The man behind the Decorah Eagle Cam to speak at free public event, Mon. Oct. 1
You’ve seen them from before they were born. Now, hear their story.
Bob Anderson, the director of the Raptor Research Project, will speak about the world famous Decorah, Iowa, Bald Eagle Cam, in a free presentation at Kirkwood Community College, on Monday, October 1, at 7 p.m. in Ballantyne Auditorium.
Anderson will share insights from the young eagles in Decorah, growing from newly hatched babies to fledglings on the wing. He will address new information on eagle behavior and talk about solar-powered satellite transmitters placed on young eagles and other birds across the country. Last year, more than 200 million viewers from 184 countries watched the eagle cam in Decorah.
An avid falconer, Anderson trapped his first raptor, a Red-tailed hawk, in 1960. He started working with raptors professionally in 1971, while employed at the Science Museum of Minnesota. At that time, many species were in decline and several, including the Peregrine Falcon and Bald Eagle, were threatened with extinction. Anderson began breeding Peregrine Falcons for release and recovery efforts, producing many of the first Peregrine Falcons to be released in the Midwest.
Anderson pioneered a program to attract falcons to utility company smoke stacks, launched a controversial breeding and release program to return falcons to Mississippi river cliffs, and led a team of volunteer observers and climbers to monitor and band birds of prey on stacks, cliffs, water towers and other high places.
Anderson’s future plans include a pilot kestrel recovery program, the addition of more cliff-mounted nest boxes along the Mississippi river, and five more bird-viewing cameras: two Peregrine cams, a turkey vulture cam, a Red-tailed hawk cam and a Screech owl cam.
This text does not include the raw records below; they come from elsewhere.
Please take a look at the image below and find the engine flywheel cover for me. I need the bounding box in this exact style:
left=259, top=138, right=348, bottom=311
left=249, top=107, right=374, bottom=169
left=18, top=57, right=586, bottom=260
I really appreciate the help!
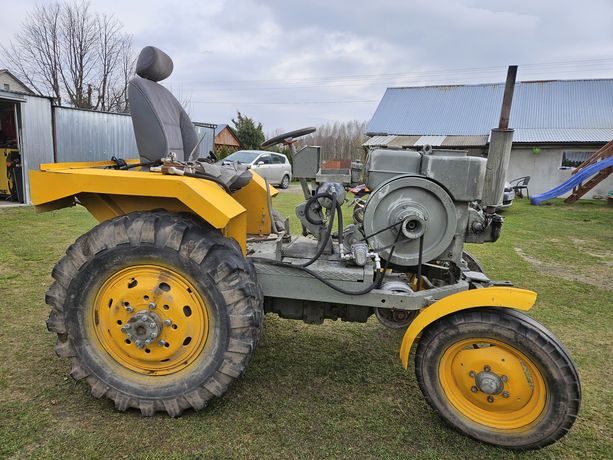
left=363, top=175, right=456, bottom=266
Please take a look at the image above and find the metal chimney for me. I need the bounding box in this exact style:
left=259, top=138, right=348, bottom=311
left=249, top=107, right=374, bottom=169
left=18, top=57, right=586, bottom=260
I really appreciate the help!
left=482, top=65, right=517, bottom=214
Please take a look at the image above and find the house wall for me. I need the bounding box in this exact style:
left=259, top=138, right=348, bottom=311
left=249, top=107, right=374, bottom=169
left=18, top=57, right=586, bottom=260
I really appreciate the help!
left=0, top=73, right=30, bottom=93
left=507, top=145, right=613, bottom=198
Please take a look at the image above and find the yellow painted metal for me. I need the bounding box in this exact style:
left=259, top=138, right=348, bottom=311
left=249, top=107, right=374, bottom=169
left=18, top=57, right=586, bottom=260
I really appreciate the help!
left=91, top=265, right=209, bottom=376
left=399, top=287, right=537, bottom=368
left=39, top=159, right=140, bottom=171
left=28, top=165, right=271, bottom=252
left=0, top=149, right=18, bottom=195
left=439, top=338, right=546, bottom=430
left=231, top=172, right=278, bottom=235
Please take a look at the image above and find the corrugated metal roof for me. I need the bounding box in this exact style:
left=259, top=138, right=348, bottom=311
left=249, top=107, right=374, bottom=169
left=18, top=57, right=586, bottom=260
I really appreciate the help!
left=363, top=134, right=488, bottom=148
left=511, top=128, right=613, bottom=143
left=367, top=79, right=613, bottom=143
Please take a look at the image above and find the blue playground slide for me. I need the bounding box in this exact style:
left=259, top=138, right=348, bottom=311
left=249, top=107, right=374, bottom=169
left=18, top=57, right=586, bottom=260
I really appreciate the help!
left=530, top=156, right=613, bottom=205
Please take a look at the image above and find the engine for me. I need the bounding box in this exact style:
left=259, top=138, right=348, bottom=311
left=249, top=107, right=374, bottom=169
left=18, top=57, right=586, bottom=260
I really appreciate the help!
left=359, top=146, right=501, bottom=269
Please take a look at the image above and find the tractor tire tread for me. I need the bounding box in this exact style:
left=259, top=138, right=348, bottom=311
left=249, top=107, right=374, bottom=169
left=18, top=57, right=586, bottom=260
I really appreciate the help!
left=414, top=307, right=580, bottom=450
left=46, top=210, right=263, bottom=417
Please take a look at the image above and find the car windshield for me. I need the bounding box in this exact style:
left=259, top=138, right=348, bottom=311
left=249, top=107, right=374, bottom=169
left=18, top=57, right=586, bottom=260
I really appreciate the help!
left=224, top=151, right=260, bottom=164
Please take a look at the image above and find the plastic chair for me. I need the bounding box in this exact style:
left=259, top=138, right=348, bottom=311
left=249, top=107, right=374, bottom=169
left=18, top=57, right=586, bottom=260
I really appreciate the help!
left=509, top=176, right=530, bottom=198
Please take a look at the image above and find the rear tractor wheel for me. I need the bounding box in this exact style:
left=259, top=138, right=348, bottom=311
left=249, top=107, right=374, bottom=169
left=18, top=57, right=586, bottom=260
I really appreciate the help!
left=415, top=308, right=580, bottom=449
left=46, top=211, right=263, bottom=416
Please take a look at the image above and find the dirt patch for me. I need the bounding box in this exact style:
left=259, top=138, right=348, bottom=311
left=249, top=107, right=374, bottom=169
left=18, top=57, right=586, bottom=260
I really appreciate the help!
left=514, top=247, right=611, bottom=291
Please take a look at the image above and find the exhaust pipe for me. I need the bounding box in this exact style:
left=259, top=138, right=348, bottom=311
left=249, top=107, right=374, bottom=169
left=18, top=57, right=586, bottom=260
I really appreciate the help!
left=482, top=65, right=517, bottom=214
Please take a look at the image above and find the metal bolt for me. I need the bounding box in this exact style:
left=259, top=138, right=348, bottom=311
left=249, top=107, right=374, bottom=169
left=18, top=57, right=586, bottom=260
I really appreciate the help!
left=502, top=391, right=509, bottom=398
left=484, top=365, right=491, bottom=372
left=125, top=305, right=134, bottom=313
left=149, top=333, right=156, bottom=339
left=149, top=322, right=156, bottom=328
left=501, top=375, right=508, bottom=383
left=121, top=325, right=131, bottom=332
left=135, top=340, right=143, bottom=348
left=471, top=386, right=478, bottom=393
left=487, top=395, right=494, bottom=403
left=163, top=319, right=172, bottom=326
left=149, top=302, right=156, bottom=310
left=469, top=371, right=476, bottom=378
left=158, top=340, right=167, bottom=347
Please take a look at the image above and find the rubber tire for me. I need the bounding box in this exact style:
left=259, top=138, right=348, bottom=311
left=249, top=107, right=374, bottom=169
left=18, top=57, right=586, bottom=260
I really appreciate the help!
left=415, top=308, right=580, bottom=450
left=279, top=175, right=290, bottom=189
left=46, top=211, right=263, bottom=416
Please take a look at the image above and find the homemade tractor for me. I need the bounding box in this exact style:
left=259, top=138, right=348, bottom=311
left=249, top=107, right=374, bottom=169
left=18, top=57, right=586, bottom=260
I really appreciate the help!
left=30, top=48, right=580, bottom=450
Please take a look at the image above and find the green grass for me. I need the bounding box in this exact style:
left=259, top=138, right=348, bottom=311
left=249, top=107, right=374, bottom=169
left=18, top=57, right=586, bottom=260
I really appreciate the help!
left=0, top=198, right=611, bottom=459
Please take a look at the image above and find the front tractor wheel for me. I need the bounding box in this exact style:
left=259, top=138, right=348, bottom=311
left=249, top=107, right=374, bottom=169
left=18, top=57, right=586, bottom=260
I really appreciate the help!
left=415, top=308, right=580, bottom=449
left=46, top=211, right=263, bottom=416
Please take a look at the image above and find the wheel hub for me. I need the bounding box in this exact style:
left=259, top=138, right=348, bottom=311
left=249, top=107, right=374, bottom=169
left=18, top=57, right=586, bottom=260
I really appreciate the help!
left=91, top=264, right=210, bottom=376
left=122, top=311, right=163, bottom=348
left=475, top=370, right=504, bottom=395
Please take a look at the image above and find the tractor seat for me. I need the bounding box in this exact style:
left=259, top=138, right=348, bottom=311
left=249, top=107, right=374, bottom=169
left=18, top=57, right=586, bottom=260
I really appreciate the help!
left=128, top=46, right=252, bottom=192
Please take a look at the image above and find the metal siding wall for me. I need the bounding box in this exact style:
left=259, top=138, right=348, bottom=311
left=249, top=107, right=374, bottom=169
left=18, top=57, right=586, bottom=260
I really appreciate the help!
left=54, top=107, right=216, bottom=162
left=194, top=124, right=215, bottom=158
left=54, top=107, right=139, bottom=162
left=20, top=95, right=54, bottom=204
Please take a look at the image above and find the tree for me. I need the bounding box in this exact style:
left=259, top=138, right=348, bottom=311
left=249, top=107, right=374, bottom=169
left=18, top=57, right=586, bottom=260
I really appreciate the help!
left=231, top=111, right=265, bottom=150
left=1, top=1, right=135, bottom=112
left=298, top=120, right=367, bottom=162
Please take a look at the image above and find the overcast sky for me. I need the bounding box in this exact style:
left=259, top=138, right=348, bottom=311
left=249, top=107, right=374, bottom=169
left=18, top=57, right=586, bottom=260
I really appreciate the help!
left=1, top=0, right=613, bottom=133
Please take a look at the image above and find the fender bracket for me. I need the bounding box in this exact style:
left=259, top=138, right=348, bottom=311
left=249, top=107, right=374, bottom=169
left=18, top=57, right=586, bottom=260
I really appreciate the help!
left=399, top=287, right=537, bottom=368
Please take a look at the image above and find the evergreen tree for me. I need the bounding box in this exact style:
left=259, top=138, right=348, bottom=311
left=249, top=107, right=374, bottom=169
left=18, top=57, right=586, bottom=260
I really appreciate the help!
left=231, top=112, right=265, bottom=149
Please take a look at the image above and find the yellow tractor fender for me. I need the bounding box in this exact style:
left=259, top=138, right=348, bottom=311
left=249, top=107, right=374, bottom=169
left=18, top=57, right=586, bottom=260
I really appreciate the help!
left=399, top=286, right=538, bottom=368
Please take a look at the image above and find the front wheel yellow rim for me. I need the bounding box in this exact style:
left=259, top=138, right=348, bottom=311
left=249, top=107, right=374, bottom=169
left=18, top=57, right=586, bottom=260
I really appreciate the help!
left=91, top=265, right=209, bottom=376
left=439, top=338, right=546, bottom=430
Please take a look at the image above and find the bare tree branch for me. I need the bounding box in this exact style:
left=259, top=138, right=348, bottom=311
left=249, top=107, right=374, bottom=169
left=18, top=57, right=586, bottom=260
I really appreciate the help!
left=1, top=0, right=134, bottom=110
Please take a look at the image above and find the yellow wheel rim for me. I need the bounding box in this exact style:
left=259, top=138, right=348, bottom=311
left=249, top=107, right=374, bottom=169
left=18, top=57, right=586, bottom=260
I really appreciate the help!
left=91, top=265, right=209, bottom=376
left=438, top=338, right=546, bottom=430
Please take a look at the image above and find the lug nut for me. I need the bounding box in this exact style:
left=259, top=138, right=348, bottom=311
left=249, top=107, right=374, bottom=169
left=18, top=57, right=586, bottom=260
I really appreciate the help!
left=125, top=305, right=134, bottom=313
left=484, top=365, right=491, bottom=372
left=487, top=396, right=494, bottom=403
left=149, top=302, right=156, bottom=310
left=471, top=386, right=478, bottom=393
left=502, top=391, right=509, bottom=398
left=164, top=319, right=172, bottom=326
left=158, top=340, right=167, bottom=347
left=121, top=325, right=130, bottom=333
left=469, top=371, right=476, bottom=378
left=501, top=375, right=508, bottom=382
left=149, top=322, right=156, bottom=328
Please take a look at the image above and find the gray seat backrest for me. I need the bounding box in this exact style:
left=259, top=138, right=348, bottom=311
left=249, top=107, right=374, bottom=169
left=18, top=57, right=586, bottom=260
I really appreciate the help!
left=128, top=46, right=198, bottom=163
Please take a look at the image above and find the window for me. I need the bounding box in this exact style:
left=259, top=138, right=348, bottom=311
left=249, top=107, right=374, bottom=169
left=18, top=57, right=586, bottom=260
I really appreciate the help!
left=561, top=151, right=592, bottom=168
left=272, top=154, right=285, bottom=164
left=3, top=84, right=9, bottom=91
left=258, top=155, right=272, bottom=164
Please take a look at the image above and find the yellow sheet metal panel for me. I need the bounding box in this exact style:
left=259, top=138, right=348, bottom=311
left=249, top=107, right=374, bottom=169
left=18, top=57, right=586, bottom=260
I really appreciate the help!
left=399, top=287, right=538, bottom=368
left=231, top=172, right=278, bottom=235
left=29, top=168, right=249, bottom=251
left=39, top=159, right=140, bottom=171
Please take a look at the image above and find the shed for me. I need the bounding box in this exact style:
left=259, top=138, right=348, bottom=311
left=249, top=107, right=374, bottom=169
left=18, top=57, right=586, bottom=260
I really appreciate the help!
left=366, top=79, right=613, bottom=197
left=0, top=87, right=217, bottom=205
left=214, top=124, right=241, bottom=151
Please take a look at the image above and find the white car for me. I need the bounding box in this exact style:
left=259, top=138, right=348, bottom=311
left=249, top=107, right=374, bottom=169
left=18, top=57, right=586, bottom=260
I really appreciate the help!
left=222, top=150, right=292, bottom=189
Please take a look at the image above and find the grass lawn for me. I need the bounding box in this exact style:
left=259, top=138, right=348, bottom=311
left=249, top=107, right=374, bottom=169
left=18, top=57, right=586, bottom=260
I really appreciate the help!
left=0, top=196, right=611, bottom=459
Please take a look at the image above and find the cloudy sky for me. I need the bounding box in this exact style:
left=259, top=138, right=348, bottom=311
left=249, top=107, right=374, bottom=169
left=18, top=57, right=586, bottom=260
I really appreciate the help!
left=1, top=0, right=613, bottom=133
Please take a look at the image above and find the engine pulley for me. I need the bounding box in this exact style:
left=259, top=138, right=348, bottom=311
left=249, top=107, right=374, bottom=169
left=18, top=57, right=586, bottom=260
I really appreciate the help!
left=363, top=176, right=456, bottom=266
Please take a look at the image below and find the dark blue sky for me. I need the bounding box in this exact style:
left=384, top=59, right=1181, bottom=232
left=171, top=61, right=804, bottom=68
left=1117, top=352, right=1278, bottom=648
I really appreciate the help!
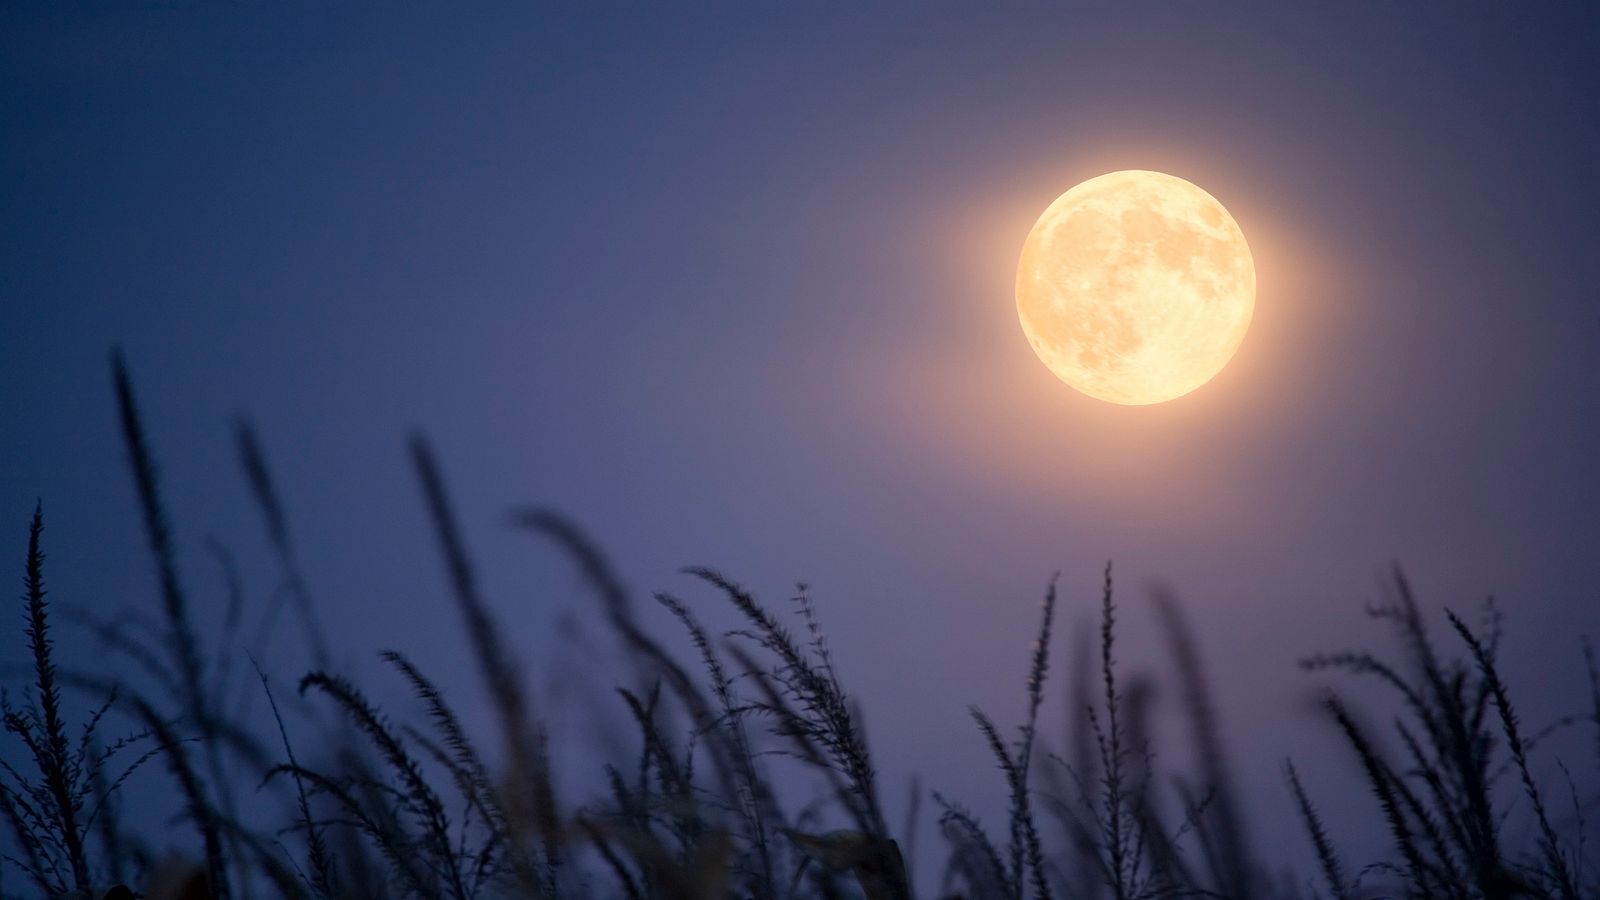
left=4, top=3, right=1600, bottom=887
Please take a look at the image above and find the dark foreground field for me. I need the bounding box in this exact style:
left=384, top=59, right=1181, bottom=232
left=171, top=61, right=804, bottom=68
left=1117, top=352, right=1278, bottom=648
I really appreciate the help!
left=4, top=355, right=1596, bottom=900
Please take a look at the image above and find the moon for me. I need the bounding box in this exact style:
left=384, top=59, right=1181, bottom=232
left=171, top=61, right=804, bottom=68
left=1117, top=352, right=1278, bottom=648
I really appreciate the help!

Although Anderson has expanded far beyond his original intent of breeding and releasing Peregrine falcons, he remains dedicated to telling its story.
“The peregrine’s near extinction and recovery sends a message that we can make a difference. I can’t imagine a more important message to give people, especially young people, today,” Anderson said.
This free event is sponsored by Linn County Connections. Connections is a consortium of natural science departments from Cornell College, Coe College, Mount Mercy University, Kirkwood Community College, Kennedy High School and the United Nations, plus a number of natural resource and environmental groups from Linn County.